Жалоба или молитва. Или же гимн – в лучшие времена свободы. Причем все – естественно, из глубины, от сути, в радости или ярости, и непременно с трудом – потому что и в тебе самом сопротивление, которым негодуешь. А если говорят о том, чтобы сесть и сделать (рисовать, писать), то что за результат считают: дерево, бумагу – но не душу, а она и вынуждена подчиняться часам и людям в мире – слабым людям, произволу их непостоянств, капризов, лености и невежества. А ты желаешь целого себя отдать – в красоте! – и рассыпаешься, теряешься, забываешь…


10


На синих густых небесах, над раскрашенными теплом домами, где люди, вернувшись с работы, готовятся к ужину, луна в облачном круге вдруг показалась мне глубоким саднящим порезом и напомнила о забытой тоске: насколько в юности больно и полно ощущала ее в себе, и как все раздробленно, мелко и пошло сегодня. Равнодушно смотрю, как красивы черные ветки на синем.

В холодном воздухе из далеких дворов ясно доносятся звуки шагов. Лед и мерзлость январской земли едва засыпаны свежим снегом. Каблуки скользят. В раздражении думаю о краткости отдыха и утреннем пробуждении.
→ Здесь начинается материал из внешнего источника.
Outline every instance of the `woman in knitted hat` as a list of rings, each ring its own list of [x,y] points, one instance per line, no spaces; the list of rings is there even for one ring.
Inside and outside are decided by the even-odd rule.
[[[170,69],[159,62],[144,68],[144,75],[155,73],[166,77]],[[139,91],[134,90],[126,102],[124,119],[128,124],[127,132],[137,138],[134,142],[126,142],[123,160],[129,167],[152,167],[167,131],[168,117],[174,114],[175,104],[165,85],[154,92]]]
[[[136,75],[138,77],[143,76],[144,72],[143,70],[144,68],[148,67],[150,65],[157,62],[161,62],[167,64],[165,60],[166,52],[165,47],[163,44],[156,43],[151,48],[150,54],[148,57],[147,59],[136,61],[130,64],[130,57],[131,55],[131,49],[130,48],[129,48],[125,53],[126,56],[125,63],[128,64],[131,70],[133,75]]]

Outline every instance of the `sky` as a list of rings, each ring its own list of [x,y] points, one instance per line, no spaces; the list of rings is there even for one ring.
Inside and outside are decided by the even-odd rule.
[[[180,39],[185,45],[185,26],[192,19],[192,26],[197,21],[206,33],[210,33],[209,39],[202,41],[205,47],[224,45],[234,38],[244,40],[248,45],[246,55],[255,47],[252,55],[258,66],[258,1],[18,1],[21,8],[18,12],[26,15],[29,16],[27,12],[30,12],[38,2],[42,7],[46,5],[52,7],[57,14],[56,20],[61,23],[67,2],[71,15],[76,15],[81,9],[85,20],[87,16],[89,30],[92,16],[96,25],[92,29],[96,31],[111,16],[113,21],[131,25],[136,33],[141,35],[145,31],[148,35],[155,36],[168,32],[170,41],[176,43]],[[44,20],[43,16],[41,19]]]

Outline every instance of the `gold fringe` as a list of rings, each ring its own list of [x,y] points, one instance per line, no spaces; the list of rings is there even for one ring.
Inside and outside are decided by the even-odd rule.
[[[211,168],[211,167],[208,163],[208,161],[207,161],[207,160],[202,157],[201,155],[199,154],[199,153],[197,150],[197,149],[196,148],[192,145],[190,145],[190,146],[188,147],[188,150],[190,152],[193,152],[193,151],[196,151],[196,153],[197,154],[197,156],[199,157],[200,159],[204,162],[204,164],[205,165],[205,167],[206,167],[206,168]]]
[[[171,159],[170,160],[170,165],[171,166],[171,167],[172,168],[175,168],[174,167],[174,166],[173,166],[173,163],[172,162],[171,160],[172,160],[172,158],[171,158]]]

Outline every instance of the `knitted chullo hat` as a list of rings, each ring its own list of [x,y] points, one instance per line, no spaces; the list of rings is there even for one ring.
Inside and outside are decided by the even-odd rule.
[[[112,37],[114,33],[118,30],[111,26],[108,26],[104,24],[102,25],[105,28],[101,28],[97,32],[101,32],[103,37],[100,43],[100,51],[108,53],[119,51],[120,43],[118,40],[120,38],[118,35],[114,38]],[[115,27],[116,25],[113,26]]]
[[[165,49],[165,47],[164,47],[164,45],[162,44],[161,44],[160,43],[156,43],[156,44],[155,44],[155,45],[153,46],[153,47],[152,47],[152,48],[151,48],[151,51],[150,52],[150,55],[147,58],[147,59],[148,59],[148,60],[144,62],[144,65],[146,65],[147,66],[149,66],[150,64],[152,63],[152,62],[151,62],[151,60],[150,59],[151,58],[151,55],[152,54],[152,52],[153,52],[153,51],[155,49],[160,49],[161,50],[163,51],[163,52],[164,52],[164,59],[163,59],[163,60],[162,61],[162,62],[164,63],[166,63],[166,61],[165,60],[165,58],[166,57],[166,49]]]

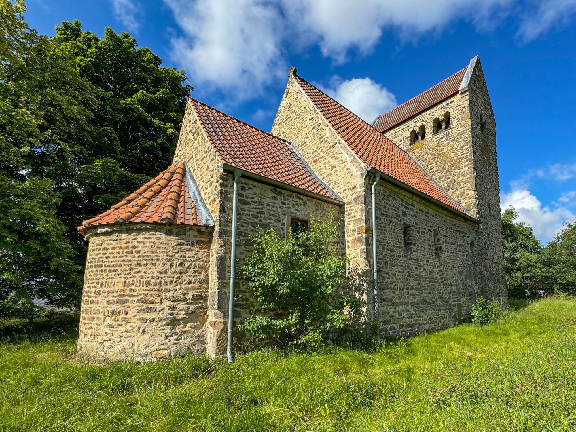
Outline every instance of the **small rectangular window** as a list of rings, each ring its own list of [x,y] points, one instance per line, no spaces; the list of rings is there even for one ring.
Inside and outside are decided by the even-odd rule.
[[[412,227],[410,225],[404,226],[404,245],[407,248],[412,245]]]
[[[293,236],[308,230],[308,221],[298,218],[290,218],[290,229]]]

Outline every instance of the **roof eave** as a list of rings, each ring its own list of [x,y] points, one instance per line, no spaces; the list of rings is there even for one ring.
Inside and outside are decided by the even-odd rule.
[[[291,184],[288,184],[287,183],[284,183],[282,181],[278,181],[278,180],[275,180],[273,179],[270,179],[268,177],[265,177],[264,176],[261,176],[259,174],[255,174],[253,172],[251,172],[250,171],[247,171],[238,166],[234,166],[224,162],[221,163],[220,164],[220,166],[222,169],[225,169],[226,171],[232,173],[233,173],[236,169],[241,169],[242,170],[242,176],[247,177],[249,179],[256,180],[257,181],[260,181],[263,183],[270,184],[271,186],[274,186],[275,187],[285,189],[287,191],[294,192],[300,195],[310,196],[310,198],[316,198],[316,199],[319,199],[321,201],[324,201],[325,202],[329,203],[330,204],[334,204],[336,206],[342,206],[344,204],[344,202],[342,200],[337,199],[336,198],[331,198],[328,196],[325,196],[320,195],[320,194],[316,194],[314,192],[307,191],[305,189],[302,189],[297,186],[293,186]]]
[[[470,215],[463,213],[460,210],[454,209],[454,207],[450,207],[447,204],[445,204],[444,203],[442,202],[442,201],[439,201],[435,198],[433,198],[430,195],[426,195],[423,192],[420,192],[418,189],[413,188],[411,186],[400,181],[400,180],[396,180],[393,177],[391,177],[385,173],[384,173],[382,171],[380,171],[380,170],[377,169],[376,168],[374,168],[373,166],[367,166],[366,168],[366,170],[372,173],[372,174],[374,175],[376,175],[376,173],[379,172],[380,173],[381,180],[385,180],[386,181],[388,181],[389,183],[391,183],[392,184],[393,184],[395,186],[397,186],[400,187],[401,189],[403,189],[407,191],[407,192],[410,192],[411,194],[418,196],[418,197],[422,198],[425,201],[434,204],[434,205],[438,206],[438,207],[441,207],[444,210],[448,210],[451,213],[453,213],[453,214],[455,214],[457,216],[465,219],[467,221],[474,222],[475,223],[480,223],[480,221],[479,221],[473,216],[471,216]]]

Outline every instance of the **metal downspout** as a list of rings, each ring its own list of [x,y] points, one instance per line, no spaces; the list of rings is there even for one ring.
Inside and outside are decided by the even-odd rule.
[[[380,180],[380,172],[376,173],[376,178],[372,184],[372,262],[374,267],[374,314],[378,323],[376,335],[380,335],[380,309],[378,295],[378,263],[376,257],[376,184]]]
[[[238,184],[242,170],[234,170],[234,201],[232,204],[232,252],[230,264],[230,298],[228,300],[228,363],[232,358],[232,330],[234,327],[234,287],[236,279],[236,225],[238,219]]]

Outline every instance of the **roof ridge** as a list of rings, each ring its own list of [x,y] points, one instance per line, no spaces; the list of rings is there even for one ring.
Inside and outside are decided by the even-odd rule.
[[[292,150],[287,140],[192,97],[188,103],[223,165],[312,192],[321,199],[342,201],[306,168],[305,161]]]
[[[423,94],[424,93],[426,93],[426,92],[428,92],[429,90],[431,90],[432,89],[433,89],[433,88],[434,88],[434,87],[436,87],[437,86],[439,86],[439,85],[440,85],[440,84],[442,84],[443,82],[444,82],[444,81],[447,81],[447,80],[449,79],[450,78],[452,78],[452,77],[453,77],[454,75],[458,75],[458,74],[460,73],[461,73],[461,72],[462,71],[463,71],[463,70],[464,70],[464,69],[467,69],[467,68],[468,68],[468,65],[466,65],[465,66],[464,66],[464,67],[463,67],[463,68],[462,68],[461,69],[460,69],[460,70],[458,70],[458,71],[457,72],[456,72],[456,73],[454,73],[452,74],[452,75],[449,75],[449,77],[447,77],[446,78],[444,78],[444,79],[442,79],[442,80],[441,81],[440,81],[439,82],[438,82],[438,83],[437,83],[437,84],[434,84],[434,85],[433,86],[432,86],[431,87],[429,87],[429,88],[428,88],[427,89],[426,89],[426,90],[424,90],[423,92],[422,92],[422,93],[419,93],[418,94],[416,94],[416,95],[415,96],[414,96],[414,97],[411,97],[411,98],[410,98],[410,99],[408,99],[408,100],[407,101],[406,101],[406,102],[403,102],[403,103],[402,103],[401,104],[400,104],[400,105],[397,105],[397,107],[395,107],[394,108],[392,108],[392,109],[391,109],[391,110],[390,110],[389,111],[386,111],[386,112],[385,112],[385,113],[384,113],[384,114],[381,114],[380,115],[378,116],[377,116],[377,117],[376,117],[376,119],[374,119],[374,124],[376,124],[376,122],[377,122],[377,121],[378,121],[378,119],[380,119],[380,118],[381,117],[382,117],[383,116],[385,116],[385,115],[388,115],[388,114],[389,114],[390,113],[391,113],[391,112],[393,112],[393,111],[396,111],[396,109],[399,109],[399,108],[400,108],[400,107],[401,107],[402,105],[405,105],[406,104],[407,104],[407,103],[408,103],[409,102],[411,102],[411,101],[412,101],[414,100],[415,99],[417,99],[418,98],[420,97],[420,96],[422,96],[422,95],[423,95]]]
[[[250,123],[247,123],[245,122],[244,122],[243,120],[240,120],[240,119],[238,119],[237,117],[234,117],[234,116],[231,116],[231,115],[230,115],[230,114],[226,114],[223,111],[221,111],[218,108],[215,108],[214,107],[212,107],[212,106],[209,105],[208,104],[206,103],[205,102],[202,102],[202,101],[199,101],[198,99],[196,99],[196,98],[192,97],[192,96],[188,96],[188,99],[191,99],[193,101],[198,102],[199,104],[203,105],[204,107],[207,107],[208,108],[210,108],[211,109],[214,109],[215,111],[217,111],[218,112],[220,113],[222,115],[225,115],[226,117],[229,117],[230,119],[232,119],[233,120],[235,120],[237,122],[240,122],[241,123],[242,123],[243,124],[245,124],[247,126],[249,126],[249,127],[251,127],[252,129],[256,129],[257,131],[259,131],[262,132],[263,134],[266,134],[266,135],[270,135],[270,137],[273,137],[274,138],[277,138],[278,139],[280,139],[280,140],[281,140],[282,141],[286,142],[286,140],[284,139],[284,138],[281,138],[279,137],[278,137],[278,135],[274,135],[273,134],[271,134],[270,132],[266,132],[266,131],[263,130],[262,129],[260,129],[259,127],[256,127],[256,126],[253,126],[252,124],[251,124]]]
[[[324,94],[324,95],[325,95],[325,96],[326,96],[327,97],[329,97],[329,98],[331,98],[331,99],[332,100],[334,101],[334,102],[335,102],[336,103],[337,103],[337,104],[338,104],[338,105],[340,105],[340,107],[342,107],[342,108],[344,108],[344,109],[346,109],[346,110],[347,110],[348,111],[350,111],[350,112],[351,112],[351,113],[352,113],[353,115],[354,115],[354,116],[356,116],[357,118],[358,118],[358,119],[359,120],[361,120],[361,121],[363,122],[364,122],[365,123],[366,123],[366,124],[367,124],[367,126],[369,126],[369,127],[370,127],[371,128],[373,129],[373,130],[374,130],[374,131],[376,131],[376,132],[377,133],[378,133],[378,134],[380,134],[380,135],[382,135],[382,138],[384,138],[384,139],[385,139],[385,140],[386,140],[386,141],[389,141],[389,142],[391,142],[391,143],[392,143],[392,144],[393,145],[394,145],[394,146],[395,146],[395,147],[397,147],[397,149],[399,149],[399,150],[400,150],[401,151],[402,151],[402,152],[403,152],[403,153],[406,153],[406,154],[407,154],[407,156],[408,156],[408,157],[410,157],[410,158],[412,158],[412,159],[414,159],[414,158],[412,158],[412,156],[410,156],[410,154],[409,153],[408,153],[408,151],[407,151],[406,150],[404,150],[404,149],[403,149],[402,147],[399,147],[399,146],[397,146],[397,145],[396,145],[396,143],[395,143],[395,142],[393,142],[393,141],[392,140],[391,140],[391,139],[390,138],[388,138],[388,137],[386,137],[386,135],[384,135],[384,134],[381,134],[381,132],[378,132],[378,130],[377,130],[377,129],[376,129],[376,128],[374,127],[373,127],[373,126],[372,126],[372,124],[370,124],[370,123],[368,123],[367,122],[366,122],[366,121],[365,120],[364,120],[364,119],[362,119],[361,118],[359,117],[359,116],[358,116],[358,115],[357,114],[356,114],[355,113],[354,113],[354,112],[353,111],[352,111],[352,110],[351,110],[351,109],[348,109],[348,108],[346,108],[346,107],[344,107],[344,106],[343,105],[342,105],[342,104],[340,104],[340,103],[339,102],[338,102],[338,101],[337,101],[337,100],[336,100],[336,99],[335,99],[335,98],[334,98],[334,97],[331,97],[331,96],[330,95],[329,95],[329,94],[328,94],[327,93],[324,93],[324,92],[323,92],[323,91],[322,91],[321,90],[320,90],[320,89],[319,89],[319,88],[318,88],[317,87],[316,87],[316,86],[315,85],[314,85],[314,84],[312,84],[312,83],[310,83],[310,82],[308,82],[308,81],[306,81],[305,79],[304,79],[304,78],[302,78],[302,77],[300,77],[300,75],[296,75],[296,74],[295,74],[295,73],[294,73],[294,74],[293,74],[293,75],[296,75],[297,77],[298,77],[299,78],[300,78],[301,79],[302,79],[302,80],[303,80],[304,81],[305,81],[305,82],[307,82],[307,83],[308,83],[308,84],[309,84],[309,85],[311,85],[311,86],[312,86],[312,87],[313,87],[314,88],[315,88],[315,89],[316,89],[316,90],[318,90],[319,92],[320,92],[320,93],[322,93],[323,94]],[[452,76],[452,75],[450,75],[450,76]],[[323,116],[323,115],[322,115],[322,113],[320,113],[320,115],[321,115],[321,116],[322,116],[323,117],[324,117],[324,116]],[[326,120],[327,120],[327,121],[328,120],[328,119],[326,119]],[[334,128],[332,128],[334,129]],[[342,139],[342,140],[343,141],[344,141],[344,142],[346,142],[346,140],[345,140],[345,139],[344,139],[344,138],[342,138],[342,137],[340,136],[340,134],[339,134],[339,133],[338,133],[338,131],[336,131],[336,130],[335,129],[334,131],[335,131],[335,132],[336,132],[336,135],[338,135],[339,137],[340,137],[340,139]],[[419,165],[419,166],[420,166],[420,165]],[[423,168],[422,169],[423,170]],[[426,172],[426,171],[425,171],[425,172]],[[426,173],[427,174],[427,173]]]
[[[327,184],[325,181],[324,181],[321,179],[320,179],[318,176],[318,175],[316,173],[316,172],[314,171],[313,169],[312,169],[312,167],[310,166],[310,165],[308,164],[308,161],[306,161],[306,158],[303,156],[302,156],[302,154],[298,151],[298,149],[296,148],[296,146],[294,145],[292,142],[289,139],[287,139],[286,140],[286,144],[288,145],[288,148],[290,149],[294,153],[296,154],[296,158],[300,162],[300,164],[302,166],[302,168],[304,168],[304,169],[305,169],[308,172],[308,173],[310,174],[310,176],[313,177],[316,181],[317,181],[319,183],[320,183],[320,185],[323,186],[326,189],[326,190],[328,191],[328,192],[329,192],[330,194],[332,195],[332,196],[334,196],[336,199],[343,200],[340,195],[336,194],[334,189],[330,187],[328,185],[328,184]]]
[[[132,192],[109,210],[95,217],[82,222],[78,227],[80,233],[86,235],[90,228],[114,224],[166,223],[168,225],[189,225],[210,226],[214,225],[202,196],[190,194],[187,180],[192,179],[194,188],[195,183],[191,173],[188,173],[188,166],[179,162],[168,168]],[[188,174],[188,175],[187,175]],[[187,196],[186,191],[188,191]],[[188,200],[190,205],[186,203]],[[183,206],[183,204],[184,204]],[[206,212],[210,217],[204,220],[199,215],[199,211],[203,215]],[[213,222],[211,224],[210,222]]]
[[[350,112],[351,112],[351,113],[352,113],[353,114],[354,114],[354,115],[355,116],[356,116],[357,117],[358,117],[358,119],[359,119],[360,120],[362,120],[362,122],[364,122],[364,123],[366,123],[366,124],[367,124],[367,125],[368,125],[369,126],[370,126],[370,127],[372,127],[372,128],[373,129],[374,129],[374,130],[375,131],[376,131],[376,132],[378,132],[378,131],[377,131],[377,130],[376,130],[376,128],[374,128],[374,127],[372,127],[372,125],[371,125],[371,124],[370,124],[370,123],[368,123],[367,122],[366,122],[366,121],[365,120],[364,120],[363,119],[362,119],[362,118],[361,118],[360,117],[358,117],[358,115],[357,115],[357,114],[356,114],[356,113],[355,113],[355,112],[353,112],[353,111],[352,111],[351,109],[350,109],[350,108],[346,108],[346,107],[344,107],[344,106],[343,105],[342,105],[342,104],[341,103],[340,103],[339,102],[338,102],[338,101],[337,101],[337,100],[336,100],[336,99],[335,99],[335,98],[334,98],[334,97],[332,97],[332,96],[330,96],[329,94],[328,94],[328,93],[324,93],[324,92],[323,92],[323,91],[322,91],[321,90],[320,90],[320,89],[319,88],[317,88],[317,87],[316,87],[316,86],[315,85],[314,85],[314,84],[313,84],[312,83],[310,82],[309,81],[306,81],[306,79],[305,79],[304,78],[302,78],[302,77],[301,77],[301,76],[300,76],[300,75],[298,75],[298,74],[296,74],[296,73],[293,73],[292,74],[293,74],[293,75],[294,76],[295,76],[295,77],[297,77],[298,78],[300,78],[301,79],[302,79],[302,80],[303,81],[304,81],[305,82],[307,82],[307,83],[308,83],[308,84],[309,84],[309,85],[311,85],[311,86],[312,86],[312,87],[313,87],[314,88],[315,88],[315,89],[316,89],[316,90],[318,90],[319,92],[320,92],[321,93],[322,93],[323,94],[325,95],[325,96],[326,96],[327,97],[329,97],[329,98],[330,98],[331,99],[332,99],[332,100],[333,101],[334,101],[334,102],[335,102],[336,103],[337,103],[337,104],[338,104],[338,105],[340,105],[340,107],[342,107],[343,108],[344,108],[344,109],[347,109],[347,110],[348,110],[348,111],[350,111]],[[380,133],[380,132],[378,132],[378,133]],[[342,138],[342,137],[340,137],[340,138]]]
[[[467,218],[478,220],[439,187],[410,153],[314,85],[295,74],[293,76],[303,97],[309,100],[319,115],[365,166],[380,171],[395,181]],[[412,170],[415,171],[412,172]]]

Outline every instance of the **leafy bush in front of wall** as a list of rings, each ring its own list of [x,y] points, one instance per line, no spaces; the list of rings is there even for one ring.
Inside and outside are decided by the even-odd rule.
[[[480,325],[494,323],[504,313],[502,303],[495,298],[488,301],[482,297],[478,297],[472,306],[470,316],[472,322]]]
[[[253,251],[242,267],[260,310],[240,327],[293,345],[318,347],[356,306],[337,289],[348,281],[348,259],[338,247],[340,219],[310,218],[309,228],[281,238],[274,229],[251,234]]]

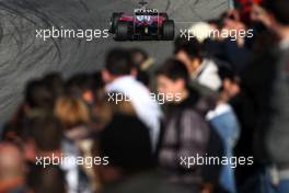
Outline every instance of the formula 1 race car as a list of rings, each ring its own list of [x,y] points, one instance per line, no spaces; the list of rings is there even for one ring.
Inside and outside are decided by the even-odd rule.
[[[159,39],[173,41],[175,36],[174,21],[169,20],[164,12],[147,9],[147,2],[140,2],[141,8],[135,9],[134,15],[118,12],[111,18],[112,34],[116,41]]]

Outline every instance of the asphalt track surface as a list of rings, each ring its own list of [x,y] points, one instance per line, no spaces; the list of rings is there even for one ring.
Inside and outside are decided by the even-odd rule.
[[[176,32],[194,22],[218,16],[227,0],[150,0],[150,8],[166,11]],[[108,38],[36,38],[36,30],[108,29],[113,12],[138,8],[138,0],[0,0],[0,123],[7,121],[23,98],[25,82],[50,71],[65,77],[103,66],[114,46],[141,47],[157,63],[172,53],[172,42],[115,42]]]

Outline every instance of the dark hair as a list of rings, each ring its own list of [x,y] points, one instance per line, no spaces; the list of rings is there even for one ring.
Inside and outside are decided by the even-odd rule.
[[[32,164],[27,174],[27,186],[31,191],[38,193],[65,193],[66,179],[63,171],[59,166],[43,166]]]
[[[66,91],[76,98],[81,98],[82,93],[92,89],[92,76],[88,73],[78,73],[72,76],[66,82]]]
[[[60,73],[58,72],[50,72],[47,73],[44,78],[43,78],[44,83],[47,86],[47,88],[49,89],[49,91],[53,93],[55,100],[63,94],[65,91],[65,82],[62,80],[62,77]]]
[[[221,65],[218,67],[218,75],[221,80],[229,79],[234,81],[236,78],[235,71],[231,67],[226,65]]]
[[[197,38],[190,38],[189,41],[177,38],[174,43],[174,53],[185,52],[190,59],[203,58],[203,44]]]
[[[59,150],[63,128],[59,120],[51,115],[41,115],[27,121],[26,139],[33,139],[42,151]]]
[[[105,61],[106,70],[115,76],[129,75],[134,64],[127,49],[115,48],[108,52]]]
[[[157,71],[157,76],[161,75],[173,81],[184,79],[186,86],[189,82],[189,73],[186,66],[177,59],[167,59]]]
[[[26,86],[25,102],[32,109],[53,110],[55,98],[43,80],[33,80]]]
[[[289,25],[289,1],[288,0],[266,0],[263,5],[271,12],[276,20],[282,25]]]
[[[146,61],[149,58],[149,55],[141,48],[131,48],[129,50],[130,57],[131,57],[131,61],[134,63],[134,66],[139,68],[140,65]],[[139,58],[137,58],[138,55],[141,55],[142,59],[139,60]]]
[[[117,114],[101,133],[100,152],[126,173],[148,169],[153,162],[149,128],[135,116]]]
[[[226,79],[229,79],[232,82],[238,82],[236,72],[229,66],[226,66],[226,65],[219,66],[218,67],[218,75],[219,75],[220,79],[222,80],[222,82]],[[219,90],[222,91],[223,87],[221,87]]]

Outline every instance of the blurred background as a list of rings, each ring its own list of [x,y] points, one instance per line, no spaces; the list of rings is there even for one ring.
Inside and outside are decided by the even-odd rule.
[[[174,42],[35,37],[137,4],[0,0],[0,193],[288,193],[289,1],[149,2]]]

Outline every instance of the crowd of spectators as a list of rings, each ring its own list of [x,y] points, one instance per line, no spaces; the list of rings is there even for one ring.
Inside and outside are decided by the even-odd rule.
[[[1,123],[0,193],[288,193],[289,1],[189,32],[163,64],[116,47],[100,71],[27,82]]]

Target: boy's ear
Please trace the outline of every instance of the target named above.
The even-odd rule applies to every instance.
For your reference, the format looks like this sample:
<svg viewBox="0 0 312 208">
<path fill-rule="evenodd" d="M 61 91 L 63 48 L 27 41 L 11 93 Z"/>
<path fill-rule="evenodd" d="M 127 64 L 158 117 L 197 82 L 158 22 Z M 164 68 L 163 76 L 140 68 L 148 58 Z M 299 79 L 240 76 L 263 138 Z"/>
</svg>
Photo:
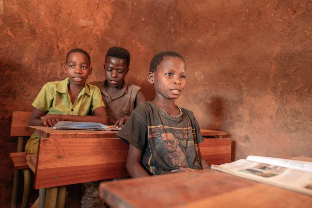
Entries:
<svg viewBox="0 0 312 208">
<path fill-rule="evenodd" d="M 154 73 L 150 71 L 147 75 L 147 81 L 152 85 L 154 84 Z"/>
<path fill-rule="evenodd" d="M 64 71 L 65 71 L 65 73 L 67 73 L 67 67 L 66 66 L 66 66 L 66 64 L 64 64 L 63 65 L 63 68 L 64 69 Z"/>
</svg>

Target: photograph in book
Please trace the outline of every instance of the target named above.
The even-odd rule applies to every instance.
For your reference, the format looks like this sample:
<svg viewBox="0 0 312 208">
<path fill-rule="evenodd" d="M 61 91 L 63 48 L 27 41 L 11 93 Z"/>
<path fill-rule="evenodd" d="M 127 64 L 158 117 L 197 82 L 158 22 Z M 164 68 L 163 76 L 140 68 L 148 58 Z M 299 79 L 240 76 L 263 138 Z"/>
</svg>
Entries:
<svg viewBox="0 0 312 208">
<path fill-rule="evenodd" d="M 212 165 L 211 168 L 312 196 L 311 162 L 260 156 L 247 157 L 251 158 L 257 162 L 241 159 L 222 165 Z"/>
</svg>

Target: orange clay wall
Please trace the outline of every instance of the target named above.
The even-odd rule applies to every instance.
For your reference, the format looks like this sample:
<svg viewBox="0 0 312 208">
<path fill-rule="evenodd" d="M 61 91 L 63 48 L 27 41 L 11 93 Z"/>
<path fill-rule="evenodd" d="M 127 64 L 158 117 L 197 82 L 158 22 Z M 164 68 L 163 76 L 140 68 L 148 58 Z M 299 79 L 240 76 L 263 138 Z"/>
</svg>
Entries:
<svg viewBox="0 0 312 208">
<path fill-rule="evenodd" d="M 31 111 L 45 83 L 64 79 L 66 54 L 76 47 L 91 56 L 90 81 L 105 78 L 109 47 L 128 49 L 126 79 L 149 100 L 151 58 L 177 51 L 187 72 L 177 104 L 201 127 L 226 131 L 235 159 L 312 156 L 311 14 L 308 0 L 0 0 L 2 207 L 13 181 L 12 111 Z"/>
</svg>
Круг, еще один круг, итого пять полных в неделю. Песок, месиво или крошка – моя сегодняшняя душа, и всякое человеческое присутствие в дне как случайность и необязательность, так же обрывочно и тревожно, столь же резко и раняще, столь же мешает…

Думала о единичности таких явлений, как Достоевский и Гоголь. (Классическое, образцовое, то есть – мастерское. Впрочем, больше, огромнее – исключительное.) И вдруг мысль: классика не исчерпана.


11


Воскресный путь за городом год назад. Вдоль рыжих шпал и рельсов шагаю пешком, и по бокам сухие травы (бывает, что и в рост), большое небо (в ширину!) и тишина, душе привольно: в размахе рук – до горизонта, вверх – до неба и ласточек.

Пытаюсь вспомнить внутреннее-бывшее – то есть себя-большую.

Пыль, мягкость и бархатное крылышко, оторваны края – так грубо, как своей волей для живого и не представишь: раненого мотылька несоизмеримой силы ветер распластывает по земле. Тот этим побежден, а я взята другим: теплой нежностью цвета.

И далее – через часы, происшествия – к вечеру, в чужом доме, среди занятий, вдруг неожиданным словом: Андерсен. Тихие сказки его и эта вот бабочка: искусство не отвечает и не защищается. Оно только есть. («Да», «жизнь», «любовь» – вот синонимы, существования, и, кроме них, вместе с ними, обязательно и непременно – боль. Две полярности, полные до краев. Не гасящие одна другую – никогда.)


12


В теплом квадрате двора тишина с воробьями и солнцем. Сижу на скамейке, ожидая часа экскурсии, когда девочка ровным голосом скажет о том, что прожил в доме четыре месяца, привезен под вечер, – и вот посетители, сводки, угольная надпись, – и дальше о смерти, последних часах, так что сделается тяжело – до страдания, до болезни: от уюта и тишины, детских портретов, большого письменного стола (листы и книги в работе), от возможностей, силы, словно он умер при нас, и случившееся невероятно. Слабые и растерянные (не дотянуться!) стоим у предсмертной маски. Потеряли. Оборачиваясь, уже не находим: был – и не видели, жил – а мы опоздали.


13


Поэта узнаешь не чтобы знать, но чтобы говорить с ним – жить. Тянуться, выходить из мира – в разговор. В общение с большим.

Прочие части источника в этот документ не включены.